RSウイルスは子どもの病気という印象がありますが、資料は年齢を問わず生涯にわたって感染を繰り返すものとして扱っています。この章では、大人がかかる病気としての輪郭と、何度もかかる理由、それに流行する時期の移り変わりまでを押さえます。
RSウイルスは大人になってもかかる呼吸器の感染症
RSウイルスは、正式名称を Respiratory Syncytial Virus といい、その頭文字からRSウイルスと呼ばれています。JIHSはこのウイルスを、年齢を問わず生涯にわたり感染を起こす病原体として説明しています。かかるのが乳幼児だけという書き方にはなっていません。何歳までかかるという年齢の上限も、資料には出てきません。
最初の感染は多くが乳幼児期に起こります。厚生労働省は、生後1歳までに50%以上、2歳までにほぼ100%の乳幼児が少なくとも1度は感染するとしています。大人のRSウイルス感染症は、初めての感染ではなく2回目以降の感染として起こるのが通常の形です。
主な症状として資料が挙げているのは、発熱・鼻水・咳の3つです。どう出るのかは次の章で扱います。

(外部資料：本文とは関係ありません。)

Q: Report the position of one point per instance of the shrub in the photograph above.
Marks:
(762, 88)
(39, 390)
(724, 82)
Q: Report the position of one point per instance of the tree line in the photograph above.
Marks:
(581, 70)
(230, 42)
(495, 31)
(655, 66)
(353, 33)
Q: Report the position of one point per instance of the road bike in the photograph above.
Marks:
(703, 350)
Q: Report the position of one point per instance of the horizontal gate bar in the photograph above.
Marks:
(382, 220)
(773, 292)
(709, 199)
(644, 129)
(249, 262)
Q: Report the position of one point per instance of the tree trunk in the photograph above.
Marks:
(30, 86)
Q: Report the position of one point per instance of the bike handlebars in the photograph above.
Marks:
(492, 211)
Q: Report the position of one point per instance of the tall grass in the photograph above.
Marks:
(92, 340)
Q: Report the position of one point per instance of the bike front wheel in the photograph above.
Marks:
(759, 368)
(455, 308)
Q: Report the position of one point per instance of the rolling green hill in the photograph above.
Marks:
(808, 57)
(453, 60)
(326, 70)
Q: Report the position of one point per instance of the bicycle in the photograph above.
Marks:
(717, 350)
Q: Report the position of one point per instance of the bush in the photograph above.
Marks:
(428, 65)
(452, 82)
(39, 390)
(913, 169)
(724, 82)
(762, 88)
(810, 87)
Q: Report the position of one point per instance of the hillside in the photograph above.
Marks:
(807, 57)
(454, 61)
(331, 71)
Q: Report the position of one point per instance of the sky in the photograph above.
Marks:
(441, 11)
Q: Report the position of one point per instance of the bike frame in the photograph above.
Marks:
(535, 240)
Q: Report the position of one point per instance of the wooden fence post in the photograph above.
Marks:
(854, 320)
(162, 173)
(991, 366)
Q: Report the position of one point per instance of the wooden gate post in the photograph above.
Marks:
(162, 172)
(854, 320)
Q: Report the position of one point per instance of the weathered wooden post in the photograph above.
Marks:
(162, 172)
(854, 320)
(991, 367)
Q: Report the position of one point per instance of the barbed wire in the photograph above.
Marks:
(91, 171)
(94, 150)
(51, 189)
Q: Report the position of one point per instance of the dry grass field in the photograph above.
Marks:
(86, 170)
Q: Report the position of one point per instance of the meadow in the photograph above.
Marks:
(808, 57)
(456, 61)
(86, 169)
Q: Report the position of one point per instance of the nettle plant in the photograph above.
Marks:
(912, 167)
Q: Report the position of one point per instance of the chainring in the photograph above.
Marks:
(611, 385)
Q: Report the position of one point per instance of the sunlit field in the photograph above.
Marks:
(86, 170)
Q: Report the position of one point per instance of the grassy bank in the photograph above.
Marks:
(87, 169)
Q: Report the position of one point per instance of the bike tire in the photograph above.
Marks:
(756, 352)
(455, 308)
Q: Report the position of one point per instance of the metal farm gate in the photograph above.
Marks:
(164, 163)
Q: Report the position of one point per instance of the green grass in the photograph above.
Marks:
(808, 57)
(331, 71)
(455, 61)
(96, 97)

なお感染症法上は5類感染症で、届け出は全国およそ3,000か所の小児科定点医療機関から行われる仕組みです。そのため大人が年間どれだけかかっているのかという実数は把握されていません。この記事で国内の患者数を書かないのは、この仕組みによるものです。
RSウイルスは終生免疫ができないため大人でも何度もかかる
一度かかっても、生涯にわたって感染を防ぐ終生免疫は獲得されません。JIHSは、年長児や大人を含めてRSウイルスの再感染は普遍的に見られると書いています。2回目・3回目の感染も起こりますし、毎年かかることもあります。

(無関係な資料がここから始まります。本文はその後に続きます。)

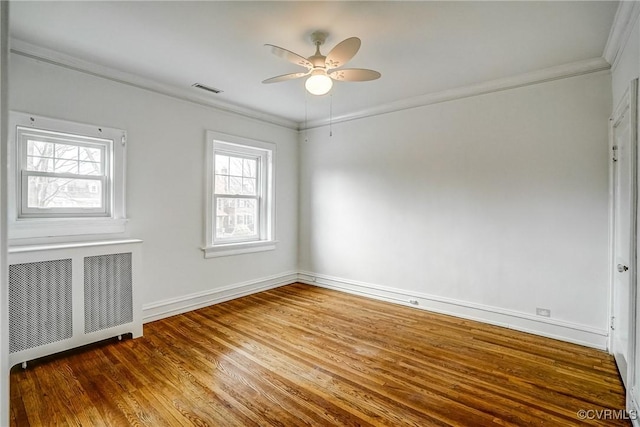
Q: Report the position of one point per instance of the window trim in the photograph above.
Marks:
(241, 147)
(59, 225)
(104, 144)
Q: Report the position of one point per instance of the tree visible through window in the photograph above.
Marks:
(236, 197)
(63, 174)
(83, 190)
(240, 208)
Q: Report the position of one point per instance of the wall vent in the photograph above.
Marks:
(40, 304)
(107, 291)
(207, 88)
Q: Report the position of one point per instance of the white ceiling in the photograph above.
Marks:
(419, 47)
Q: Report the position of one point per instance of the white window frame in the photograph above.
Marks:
(264, 152)
(35, 223)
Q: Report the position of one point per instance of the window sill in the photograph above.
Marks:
(239, 248)
(55, 227)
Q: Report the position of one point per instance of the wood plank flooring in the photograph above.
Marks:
(302, 355)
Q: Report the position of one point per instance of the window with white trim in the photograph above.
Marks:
(65, 178)
(240, 208)
(63, 175)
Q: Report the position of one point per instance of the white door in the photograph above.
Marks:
(623, 136)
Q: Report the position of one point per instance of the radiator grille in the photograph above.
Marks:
(39, 304)
(107, 291)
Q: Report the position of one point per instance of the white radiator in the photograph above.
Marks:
(67, 295)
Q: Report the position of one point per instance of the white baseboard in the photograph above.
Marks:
(170, 307)
(551, 328)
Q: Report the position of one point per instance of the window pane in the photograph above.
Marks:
(40, 164)
(249, 168)
(249, 186)
(39, 148)
(221, 184)
(90, 168)
(222, 164)
(236, 218)
(235, 165)
(65, 166)
(64, 151)
(235, 185)
(91, 154)
(47, 192)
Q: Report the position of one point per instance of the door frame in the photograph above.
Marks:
(628, 103)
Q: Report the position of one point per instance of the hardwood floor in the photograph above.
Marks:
(301, 355)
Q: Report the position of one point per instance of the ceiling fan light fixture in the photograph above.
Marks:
(318, 84)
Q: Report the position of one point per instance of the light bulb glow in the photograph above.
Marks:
(318, 84)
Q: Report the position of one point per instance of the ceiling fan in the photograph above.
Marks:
(322, 70)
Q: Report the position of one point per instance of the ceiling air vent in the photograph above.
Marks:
(207, 88)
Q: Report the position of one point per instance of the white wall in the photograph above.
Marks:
(4, 286)
(486, 207)
(627, 66)
(165, 176)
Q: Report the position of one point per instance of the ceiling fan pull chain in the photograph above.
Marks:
(330, 115)
(306, 128)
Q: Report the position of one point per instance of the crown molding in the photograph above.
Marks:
(39, 53)
(623, 23)
(545, 75)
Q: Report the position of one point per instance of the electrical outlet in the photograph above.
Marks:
(544, 312)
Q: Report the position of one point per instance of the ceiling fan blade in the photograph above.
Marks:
(342, 53)
(285, 77)
(354, 75)
(289, 56)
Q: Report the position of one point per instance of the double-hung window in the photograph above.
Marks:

抗体そのものはできます。ただしJIHSは、血中で検出される抗体は即座に感染防御を意味しないとも書いています。抗体ができても感染を防ぎきれない、という言い方です。
ここから先は資料が答えていません。一度かかってできた免疫がどのくらい続くのかを示した数字は、一次情報に見当たりません。何か月・何年で切れるという書き方は、この記事ではしません。言えるのは、生涯にわたって再感染すること、終生免疫は獲得されないこと、この2つまでです。

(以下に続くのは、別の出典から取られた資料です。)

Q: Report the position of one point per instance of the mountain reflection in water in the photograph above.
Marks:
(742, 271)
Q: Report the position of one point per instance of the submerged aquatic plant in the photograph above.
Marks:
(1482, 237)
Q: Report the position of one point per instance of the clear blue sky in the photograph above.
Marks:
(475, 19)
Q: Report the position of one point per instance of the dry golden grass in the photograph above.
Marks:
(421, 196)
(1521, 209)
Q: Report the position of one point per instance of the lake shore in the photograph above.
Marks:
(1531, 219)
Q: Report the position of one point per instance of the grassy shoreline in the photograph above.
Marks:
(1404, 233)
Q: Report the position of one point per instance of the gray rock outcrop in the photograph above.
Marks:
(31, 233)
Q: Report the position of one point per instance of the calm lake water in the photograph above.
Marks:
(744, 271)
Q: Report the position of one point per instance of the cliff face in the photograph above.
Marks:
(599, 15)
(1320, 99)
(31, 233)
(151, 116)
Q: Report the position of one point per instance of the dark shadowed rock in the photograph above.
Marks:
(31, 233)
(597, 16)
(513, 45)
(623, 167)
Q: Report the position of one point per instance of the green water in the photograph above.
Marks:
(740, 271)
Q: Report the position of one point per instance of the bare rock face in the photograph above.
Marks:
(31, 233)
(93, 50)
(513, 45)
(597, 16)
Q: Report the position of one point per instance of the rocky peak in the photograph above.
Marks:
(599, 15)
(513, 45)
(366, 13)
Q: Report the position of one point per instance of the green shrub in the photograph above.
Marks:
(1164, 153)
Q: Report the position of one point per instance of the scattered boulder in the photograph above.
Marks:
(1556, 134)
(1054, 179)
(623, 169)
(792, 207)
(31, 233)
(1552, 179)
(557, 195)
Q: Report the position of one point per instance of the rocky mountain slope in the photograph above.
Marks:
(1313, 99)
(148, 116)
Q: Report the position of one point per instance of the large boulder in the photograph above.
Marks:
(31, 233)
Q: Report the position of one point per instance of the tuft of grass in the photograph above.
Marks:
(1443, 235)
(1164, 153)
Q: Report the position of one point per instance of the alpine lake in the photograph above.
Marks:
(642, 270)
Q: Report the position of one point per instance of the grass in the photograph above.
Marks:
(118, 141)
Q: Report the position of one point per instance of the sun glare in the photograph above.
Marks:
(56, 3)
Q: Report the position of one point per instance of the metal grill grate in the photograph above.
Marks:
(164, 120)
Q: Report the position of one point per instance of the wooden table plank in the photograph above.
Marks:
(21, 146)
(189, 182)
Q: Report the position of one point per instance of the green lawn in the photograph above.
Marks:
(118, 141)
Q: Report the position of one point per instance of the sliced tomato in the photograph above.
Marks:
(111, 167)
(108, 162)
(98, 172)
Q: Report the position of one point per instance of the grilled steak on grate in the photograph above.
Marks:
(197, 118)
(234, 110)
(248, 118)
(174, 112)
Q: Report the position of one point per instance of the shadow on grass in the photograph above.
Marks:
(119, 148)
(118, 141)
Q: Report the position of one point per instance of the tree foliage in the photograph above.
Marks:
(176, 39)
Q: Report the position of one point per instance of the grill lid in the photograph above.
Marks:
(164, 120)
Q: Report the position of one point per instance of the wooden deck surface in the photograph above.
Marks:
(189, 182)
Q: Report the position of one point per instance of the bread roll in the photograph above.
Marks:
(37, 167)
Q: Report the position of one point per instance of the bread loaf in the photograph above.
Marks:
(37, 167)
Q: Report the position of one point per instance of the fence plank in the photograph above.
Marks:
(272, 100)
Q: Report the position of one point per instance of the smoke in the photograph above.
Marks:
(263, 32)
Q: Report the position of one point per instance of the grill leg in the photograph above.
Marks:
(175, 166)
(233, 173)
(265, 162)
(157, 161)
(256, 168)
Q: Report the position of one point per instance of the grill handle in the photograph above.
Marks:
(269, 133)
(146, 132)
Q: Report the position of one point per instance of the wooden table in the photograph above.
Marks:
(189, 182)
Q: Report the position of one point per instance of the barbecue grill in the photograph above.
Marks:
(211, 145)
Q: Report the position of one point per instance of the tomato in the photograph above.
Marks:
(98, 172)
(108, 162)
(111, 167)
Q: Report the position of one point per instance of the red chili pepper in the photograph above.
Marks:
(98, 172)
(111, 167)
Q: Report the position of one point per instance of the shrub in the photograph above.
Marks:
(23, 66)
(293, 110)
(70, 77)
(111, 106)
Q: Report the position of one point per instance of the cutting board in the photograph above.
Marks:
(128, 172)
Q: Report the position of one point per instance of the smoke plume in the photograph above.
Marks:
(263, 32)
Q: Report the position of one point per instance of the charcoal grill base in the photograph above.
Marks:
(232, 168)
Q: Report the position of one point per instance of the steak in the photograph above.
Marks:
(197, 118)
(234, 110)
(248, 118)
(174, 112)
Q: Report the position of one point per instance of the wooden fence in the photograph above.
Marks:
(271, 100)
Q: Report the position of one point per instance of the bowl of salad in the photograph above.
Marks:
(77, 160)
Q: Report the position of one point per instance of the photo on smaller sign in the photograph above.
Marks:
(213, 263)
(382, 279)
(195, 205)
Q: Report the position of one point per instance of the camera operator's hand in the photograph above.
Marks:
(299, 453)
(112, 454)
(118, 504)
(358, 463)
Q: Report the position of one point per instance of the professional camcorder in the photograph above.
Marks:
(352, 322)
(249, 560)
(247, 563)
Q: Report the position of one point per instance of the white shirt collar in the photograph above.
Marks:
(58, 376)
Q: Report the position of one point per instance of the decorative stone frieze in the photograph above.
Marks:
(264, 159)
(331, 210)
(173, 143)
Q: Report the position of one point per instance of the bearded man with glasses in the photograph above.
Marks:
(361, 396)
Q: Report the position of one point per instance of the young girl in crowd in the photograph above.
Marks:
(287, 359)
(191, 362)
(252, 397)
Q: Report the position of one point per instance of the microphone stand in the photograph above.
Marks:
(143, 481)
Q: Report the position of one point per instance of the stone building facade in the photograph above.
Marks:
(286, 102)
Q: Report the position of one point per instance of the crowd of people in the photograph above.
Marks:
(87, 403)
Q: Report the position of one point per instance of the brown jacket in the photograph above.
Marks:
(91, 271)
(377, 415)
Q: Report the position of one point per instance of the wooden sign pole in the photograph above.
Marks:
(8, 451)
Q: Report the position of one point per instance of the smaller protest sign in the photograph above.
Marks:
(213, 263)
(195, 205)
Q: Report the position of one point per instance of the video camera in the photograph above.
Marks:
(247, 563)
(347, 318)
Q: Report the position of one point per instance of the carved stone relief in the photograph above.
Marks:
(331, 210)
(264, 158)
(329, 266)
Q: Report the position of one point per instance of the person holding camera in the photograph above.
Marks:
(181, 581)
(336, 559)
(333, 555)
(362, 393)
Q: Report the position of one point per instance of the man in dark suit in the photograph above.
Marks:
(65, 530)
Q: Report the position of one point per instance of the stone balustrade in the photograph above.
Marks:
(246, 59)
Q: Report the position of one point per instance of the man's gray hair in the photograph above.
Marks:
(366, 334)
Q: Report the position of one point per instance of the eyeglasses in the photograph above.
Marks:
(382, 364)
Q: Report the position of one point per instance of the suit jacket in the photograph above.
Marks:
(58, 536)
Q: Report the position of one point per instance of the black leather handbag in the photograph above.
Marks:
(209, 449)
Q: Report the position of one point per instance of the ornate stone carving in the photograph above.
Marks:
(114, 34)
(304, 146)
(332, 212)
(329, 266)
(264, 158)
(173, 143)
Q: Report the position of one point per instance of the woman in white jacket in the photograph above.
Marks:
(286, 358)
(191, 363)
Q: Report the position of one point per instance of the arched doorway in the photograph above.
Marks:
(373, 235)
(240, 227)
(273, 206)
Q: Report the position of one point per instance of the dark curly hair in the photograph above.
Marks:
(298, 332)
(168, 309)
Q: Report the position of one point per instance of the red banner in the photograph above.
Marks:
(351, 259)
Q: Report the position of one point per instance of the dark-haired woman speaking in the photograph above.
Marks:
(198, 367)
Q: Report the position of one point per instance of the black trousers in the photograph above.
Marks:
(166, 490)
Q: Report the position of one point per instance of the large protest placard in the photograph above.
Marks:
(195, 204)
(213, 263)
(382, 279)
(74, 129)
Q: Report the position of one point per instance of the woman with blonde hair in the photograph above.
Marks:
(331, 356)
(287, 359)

参考:国立健康危機管理研究機構「RSウイルス感染症とは(IDWR 2004年第22号)」

子どもと大人でRSウイルスの症状はどう違うのか
違いは重さの出方に表れます。JIHSは大人について、いわゆる普通感冒を起こすのみと書いています。厚生労働省のQ&Aも、成人では通常は感冒様症状のみとしています。感冒様症状とは、風邪と同じような症状という意味です。
一方、子どもについて示されているのは、初めて感染した乳幼児の症状です。厚生労働省のQ&Aは、初感染の乳幼児のうち約7割は上気道炎症状のみで軽快する一方、約3割で咳がひどくなり喘鳴や呼吸困難が現れるとしています。
ただし、大人なら軽いと決まっているわけではありません。子どもの看病をした大人が重くなる場合については、家庭内感染の章で改めて扱います。
RSウイルスは秋から冬の流行が近年は夏に移っている
流行する時期は動いてきました。日本感染症学会の手引きは、日本でも従来は多くの地域で秋から冬に流行が認められていたが、2010年代後半からは流行期が夏に移行したと書いています。厚生労働省のQ&Aの書き方はさらに細かく、2021年以降は春から初夏に継続した増加が見られ、夏にピークが見られるというものです。
東京都感染症情報センターも、例年は秋から冬にかけて主に乳幼児の間で流行していたが、7月頃から報告数の増加が見られるようになったと書いています。
| 時期の区分 | 資料に書かれている流行の姿 |
|---|---|
| 従来 | 多くの地域で秋から冬に流行 |
| 2010年代後半から | 流行期が夏に移行 |
| 2021年以降 | 春から初夏に増加が続き夏にピーク |
資料によると、流行の時期は年や地域によって異なります。一つの季節に限られるとは書かれていません。夏に鼻風邪のような症状が出たときに、季節を理由にRSウイルスを外して考えないほうがよい、という程度の読み方になります。
RSウイルスの大人の症状は?発熱や鼻水が数日続く出方

大人にどんな症状がどう出るのか。この章では主な症状と、強く出る場合の条件、それにのどの痛みと風邪との違いまでを、資料に書かれている範囲で確かめます。
資料から言えるのは次の3点です。主な症状は発熱・鼻水・咳。症状だけで他の呼吸器感染症と見分けるのは難しいとされています。そして、看病などで大量のウイルスを浴びた場合には、症状が重くなることがあります。
熱なし・高熱・熱のぶり返し・頭痛・目やに・中耳炎・発疹が大人でどう出るのかは、一次情報を確認できていません。この記事では書きません。
RSウイルスの大人の主な症状は発熱・鼻水・咳
JIHSがRSウイルス感染症の主な症状として挙げているのは、発熱・鼻水・咳の3つです。厚生労働省のQ&Aも、潜伏期間を経て発熱や鼻汁などの症状が数日続くと書いています。鼻汁は鼻水のことです。
| 症状 | 資料での扱われ方 |
|---|---|
| 発熱 | 主な症状として挙げられている |
| 鼻水(鼻汁) | 発熱とともに数日続くとされる |
| 咳 | 主な症状として挙げられている |
数日続くという書き方はされていますが、数日が何日を指すのかまでは書かれていません。またこの3つ以外の症状が出ないという意味でもありません。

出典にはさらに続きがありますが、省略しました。